Le confinement a particulièrement mis en difficulté les petites et moyennes entreprises (PME). Pour éviter l'hécatombe économique, le Conseil fédéral a adopté un programme de sauvetage de 40 milliards de francs en mars 2020. Christian Neuschitzer, responsable de la chaîne de magasins «Mein Arzt», en a plus que profité.
Il n'a pas postulé au programme pour l'ensemble de son entreprise, mais pour chaque cabinet individuellement, comme le rapporte le «Tages-Anzeiger». Christian Neuschitzer a également gonflé son chiffre d'affaires sans autre forme de procès, afin d'empocher une plus grande somme - autrement dit un maximum de dix pour cent du chiffre d'affaires 2019.
«Mon docteur» (originellement «Mein Arzt», en allemand) était en difficulté à l'époque et avait besoin d'une injection de liquidités. L'Autrichien a donc demandé à ses employés d'inonder le Crédit Suisse de demandes de prêts Covid. Et a fait inscrire dans les formulaires que chaque cabinet avait un chiffre d'affaires de 1,5 million de francs. S'il avait tout rempli correctement et honnêtement, il n'aurait reçu que 690'000 francs de crédit.

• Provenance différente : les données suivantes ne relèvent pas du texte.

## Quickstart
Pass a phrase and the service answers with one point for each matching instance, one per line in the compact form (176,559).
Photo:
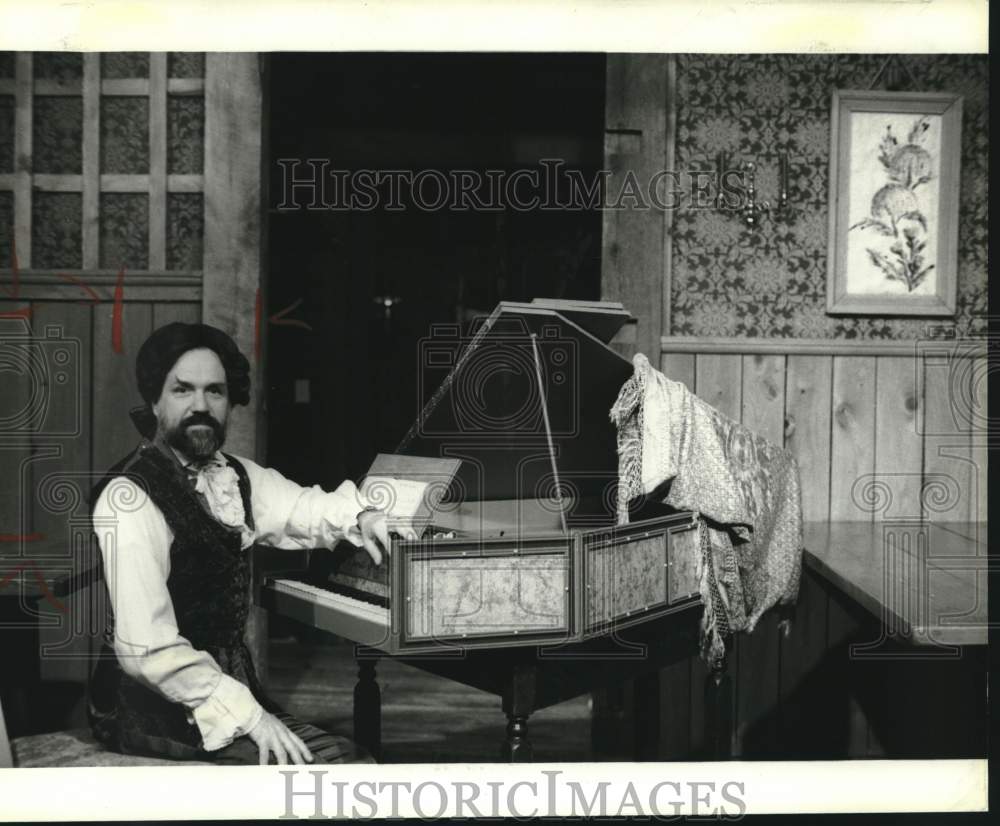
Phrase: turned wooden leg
(518,703)
(517,748)
(368,708)
(719,711)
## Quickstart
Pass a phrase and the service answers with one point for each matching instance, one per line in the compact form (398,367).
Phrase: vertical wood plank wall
(881,431)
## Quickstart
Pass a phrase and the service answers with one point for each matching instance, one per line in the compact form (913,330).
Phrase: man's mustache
(205,419)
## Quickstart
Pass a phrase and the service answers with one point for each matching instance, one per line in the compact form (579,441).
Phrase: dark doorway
(369,283)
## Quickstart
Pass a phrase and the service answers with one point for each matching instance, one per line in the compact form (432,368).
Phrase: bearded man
(176,520)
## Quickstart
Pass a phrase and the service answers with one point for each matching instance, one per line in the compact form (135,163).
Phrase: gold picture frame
(894,191)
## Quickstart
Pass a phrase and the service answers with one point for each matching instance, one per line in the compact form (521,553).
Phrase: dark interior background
(359,360)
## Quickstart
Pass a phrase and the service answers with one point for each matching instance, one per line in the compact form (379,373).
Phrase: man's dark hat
(159,353)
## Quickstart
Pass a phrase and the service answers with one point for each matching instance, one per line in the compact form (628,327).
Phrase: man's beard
(197,443)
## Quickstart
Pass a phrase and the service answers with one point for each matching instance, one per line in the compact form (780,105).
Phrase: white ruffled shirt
(135,544)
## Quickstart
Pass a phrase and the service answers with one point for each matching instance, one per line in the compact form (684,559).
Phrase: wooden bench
(926,582)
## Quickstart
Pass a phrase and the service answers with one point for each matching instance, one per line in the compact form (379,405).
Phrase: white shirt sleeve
(287,515)
(135,545)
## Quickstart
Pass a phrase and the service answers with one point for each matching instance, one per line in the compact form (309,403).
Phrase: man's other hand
(274,737)
(374,533)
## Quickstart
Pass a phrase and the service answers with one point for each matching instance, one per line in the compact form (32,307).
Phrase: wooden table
(927,582)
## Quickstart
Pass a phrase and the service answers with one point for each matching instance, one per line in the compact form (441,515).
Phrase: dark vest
(209,585)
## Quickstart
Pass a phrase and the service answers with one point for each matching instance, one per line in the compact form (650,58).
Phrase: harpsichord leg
(368,707)
(518,703)
(719,709)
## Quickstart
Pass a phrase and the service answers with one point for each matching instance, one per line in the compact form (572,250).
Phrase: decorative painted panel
(124,237)
(683,559)
(186,64)
(624,578)
(57,135)
(6,133)
(120,65)
(125,135)
(729,282)
(185,135)
(491,595)
(55,230)
(185,220)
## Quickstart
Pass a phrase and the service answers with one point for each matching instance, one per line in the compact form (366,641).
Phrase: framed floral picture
(894,190)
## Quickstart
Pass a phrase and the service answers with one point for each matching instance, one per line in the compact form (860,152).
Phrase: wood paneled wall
(881,431)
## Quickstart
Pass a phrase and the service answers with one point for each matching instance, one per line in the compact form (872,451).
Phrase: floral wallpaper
(729,282)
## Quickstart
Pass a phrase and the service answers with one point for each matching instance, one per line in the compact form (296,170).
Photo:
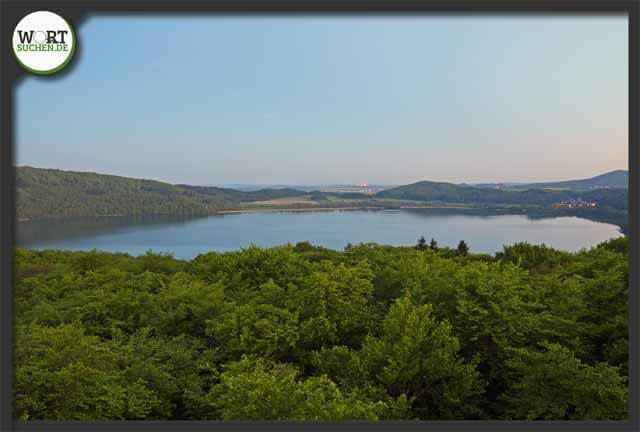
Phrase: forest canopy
(307,333)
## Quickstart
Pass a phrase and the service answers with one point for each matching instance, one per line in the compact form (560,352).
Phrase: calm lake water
(186,238)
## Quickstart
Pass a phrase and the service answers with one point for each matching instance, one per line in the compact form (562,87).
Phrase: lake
(186,238)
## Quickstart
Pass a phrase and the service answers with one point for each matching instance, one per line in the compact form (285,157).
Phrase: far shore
(334,208)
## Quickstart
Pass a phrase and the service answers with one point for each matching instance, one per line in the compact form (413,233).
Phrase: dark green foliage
(307,333)
(463,248)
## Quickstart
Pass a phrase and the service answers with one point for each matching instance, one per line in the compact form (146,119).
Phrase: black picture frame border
(76,10)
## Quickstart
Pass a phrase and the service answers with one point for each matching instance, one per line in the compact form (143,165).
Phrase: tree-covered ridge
(45,193)
(48,193)
(307,333)
(452,193)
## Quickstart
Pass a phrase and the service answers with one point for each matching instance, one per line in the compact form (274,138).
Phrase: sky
(328,99)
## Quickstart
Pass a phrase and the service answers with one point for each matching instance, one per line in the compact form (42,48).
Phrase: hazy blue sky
(330,99)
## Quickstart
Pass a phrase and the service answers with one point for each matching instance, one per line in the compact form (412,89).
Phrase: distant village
(574,204)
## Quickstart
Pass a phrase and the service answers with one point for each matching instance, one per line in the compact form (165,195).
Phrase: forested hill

L'argent a été versé malgré les irrégularités
Les employés du Crédit Suisse se sont de fait méfiés. Plusieurs messages en provenance d'un chat interne en atteste. «Quelque chose ne va pas», «ce n'est pas possible (comme chiffre d'affaires, ndlr)».... Le même jour, les employés en charge du dossier ont été informés des irrégularités constatées. Il leur a été donné pour consigne de ne traiter aucune demande de «Mein Arzt»: aucune somme d'argent ne doit être versée. La situation semblait alors désamorcée, la tentative de fraude stoppée net.

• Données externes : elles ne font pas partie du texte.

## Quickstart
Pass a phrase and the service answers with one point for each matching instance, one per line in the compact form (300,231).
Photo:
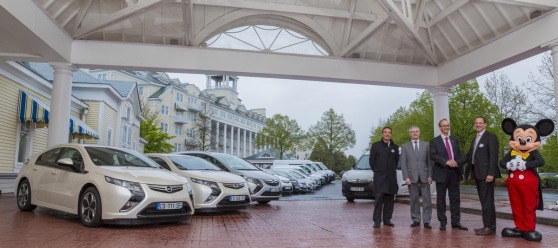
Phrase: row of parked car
(120,186)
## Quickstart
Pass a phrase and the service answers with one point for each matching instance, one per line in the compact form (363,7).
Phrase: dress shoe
(486,231)
(459,226)
(533,236)
(512,232)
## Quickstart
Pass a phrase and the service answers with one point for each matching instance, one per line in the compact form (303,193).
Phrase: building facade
(213,119)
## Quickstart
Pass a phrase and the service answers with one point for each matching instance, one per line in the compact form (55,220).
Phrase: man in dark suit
(483,169)
(384,156)
(444,150)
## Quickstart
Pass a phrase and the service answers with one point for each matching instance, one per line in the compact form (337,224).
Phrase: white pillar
(244,146)
(554,53)
(59,119)
(232,139)
(441,106)
(250,137)
(238,142)
(217,135)
(224,138)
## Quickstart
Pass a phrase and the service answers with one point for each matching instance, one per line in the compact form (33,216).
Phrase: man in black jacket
(483,169)
(384,156)
(444,150)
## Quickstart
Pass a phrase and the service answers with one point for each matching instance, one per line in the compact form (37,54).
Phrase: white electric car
(215,190)
(103,185)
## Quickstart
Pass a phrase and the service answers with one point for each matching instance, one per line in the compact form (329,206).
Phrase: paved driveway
(315,223)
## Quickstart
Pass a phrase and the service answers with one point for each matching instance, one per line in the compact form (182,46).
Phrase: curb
(501,215)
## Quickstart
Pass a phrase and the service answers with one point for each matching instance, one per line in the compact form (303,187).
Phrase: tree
(510,99)
(203,136)
(281,134)
(157,140)
(548,152)
(541,88)
(334,131)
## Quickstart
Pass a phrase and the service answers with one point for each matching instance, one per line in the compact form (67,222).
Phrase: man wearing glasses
(444,150)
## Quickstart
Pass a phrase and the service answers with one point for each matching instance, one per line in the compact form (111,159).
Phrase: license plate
(169,205)
(357,189)
(237,198)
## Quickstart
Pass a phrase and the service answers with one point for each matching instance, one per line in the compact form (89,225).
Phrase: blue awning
(34,110)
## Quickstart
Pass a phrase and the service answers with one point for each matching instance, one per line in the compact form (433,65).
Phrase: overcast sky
(361,105)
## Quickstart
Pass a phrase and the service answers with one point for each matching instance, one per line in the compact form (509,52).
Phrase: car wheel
(24,196)
(90,208)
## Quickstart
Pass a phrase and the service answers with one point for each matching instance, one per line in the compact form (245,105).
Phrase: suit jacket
(383,162)
(486,157)
(440,157)
(413,166)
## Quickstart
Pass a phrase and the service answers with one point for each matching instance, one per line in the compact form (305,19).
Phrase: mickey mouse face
(525,140)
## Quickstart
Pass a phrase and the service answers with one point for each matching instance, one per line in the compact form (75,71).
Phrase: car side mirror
(67,162)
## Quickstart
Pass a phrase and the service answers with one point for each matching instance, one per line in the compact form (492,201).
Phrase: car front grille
(166,188)
(271,193)
(234,185)
(272,182)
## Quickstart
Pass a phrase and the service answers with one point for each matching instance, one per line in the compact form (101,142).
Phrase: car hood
(359,174)
(256,174)
(215,176)
(142,175)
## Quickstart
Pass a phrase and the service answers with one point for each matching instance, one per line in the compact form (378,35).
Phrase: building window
(177,130)
(128,112)
(24,141)
(109,137)
(164,109)
(177,147)
(164,127)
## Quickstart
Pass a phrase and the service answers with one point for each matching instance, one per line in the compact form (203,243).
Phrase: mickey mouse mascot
(524,183)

Mais les prêts Covid ont tout de même été accordés à l'entreprise - 3,6 millions de francs ont été versés. La raison: deux jours plus tard, des employés de Crédit Suisse différents étaient en charge des dossiers. Ils n'ont pas été informés de la situation, et n'ont rien soupçonné. L'argent a donc été transféré. Un choc pour les employés. «Ohhh gottttttt», s'insurgent-t-ils dans le chat. Un employé a demandé si l'argent avait réellement été versé: Oui, tout. «Quel scandale!»
L'argent s'est évaporé aussi vite qu'il a été versé. Seuls 300'000 francs ont été remboursés à ce jour. Et il manque des millions.
Dix mois de prison pour le patron
Entre-temps, l'Autrichien a été condamné pour la fraude au prêt par le tribunal de district de Bülach. Il a dû passer dix mois en prison. En outre, il a été expulsé du pays pendant cinq ans. Il a été libéré depuis. Il n'est certainement pas innocent, affirme-t-il devant la presse. «Mais je ne comprends pas non plus pourquoi Crédit Suisse a versé l'argent au lieu de signaler mes erreurs dans les demandes, alors qu'ils en avaient déjà connaissance», déclare-t-il au «Tages-Anzeiger».
Crédit Suisse innocenté
Pour le ministère public, cependant, il est clair que Crédit Suisse est innocent. La banque a agi correctement. En principe, les banques étaient seulement censées s'assurer que les demandes soient complètes. Un examen détaillé de chacune d'entre elles n'était pas au programme. «Dans le cas présent, le ministère public est arrivé à la conclusion que le Crédit Suisse n'a violé aucune obligation», s'empresse de commenter la banque face à la presse alémanique.
Cela a suffi pour susciter la méfiance de la Confédération: le gouvernement compte désormais examiner rétrospectivement et de plus près les demandes de prêts Covid 2020.